The study examined the machinability of train wheel axle steel using TiN-coated carbide cutting inserts, under three different cooling conditions: dry, MQL, and cryogenic cooling. An attempt was made to enhance the machinability criteria such as energy consumption, tool wear, surface quality, and chip morphology of train wheel axle steel under these cutting circumstances. The findings obtained as a result of the study are summarized as follows:

  • In order to improve energy efficiency, it is possible to reduce friction by employing techniques to avoid the production of BUE.

  • The utilization of oil coatings and MQL fog droplets in the areas of deformation causes a decline in cutting forces, hence leading to an appropriate decrease in energy consumption.

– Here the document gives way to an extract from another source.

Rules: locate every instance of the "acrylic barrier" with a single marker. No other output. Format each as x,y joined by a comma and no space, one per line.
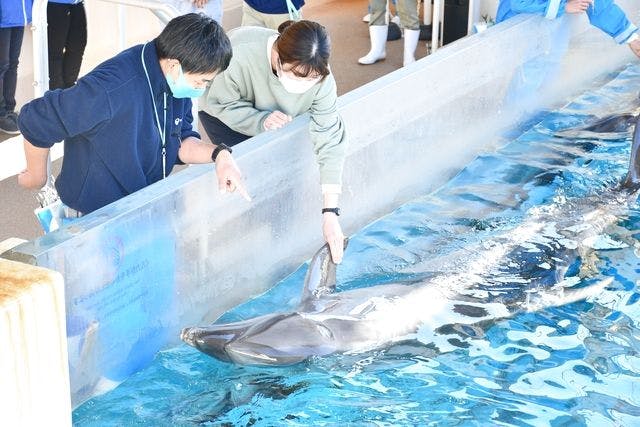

  • Cryo-cooling is utilized to decrease thermal loads and tool wear during the machining process by decreasing heat production and diffusion. Compared to dry machining, this process yields smoother machined surfaces with reduced roughness values due to less friction and wear. Conversely, MQL is employed to reduce resistance and improve heat dissipation. On the other hand, this method enhances the effectiveness of the machining process, resulting in a higher Ra value compared to cryo machining.

  • The existence of BUE during dry machining was caused by the interaction of friction and high temperatures. Because cryogens boil at very low temperatures, they were able to absorb a great deal of the heat energy that was present in the cutting region when placed on the contact surfaces. Cutting tools and materials are subjected to less contact and lower temperatures when LN2 is introduced to the chip tool. In addition to lowering the resistance, MQL made it easier to apply a thin coating between the chip and tool. Tool degradation is reduced and a higher level of uniformity is achieved.

  • Insufficient lubrication might cause rough lamella in chips during dry and cryo machining. In cryogenic cooling, sudden temperature changes in the cutting region might generate heat damaged zones or thermal shock. The cutting tool-chip friction coefficient was consistent during dry, MQL, and cryogenic machining.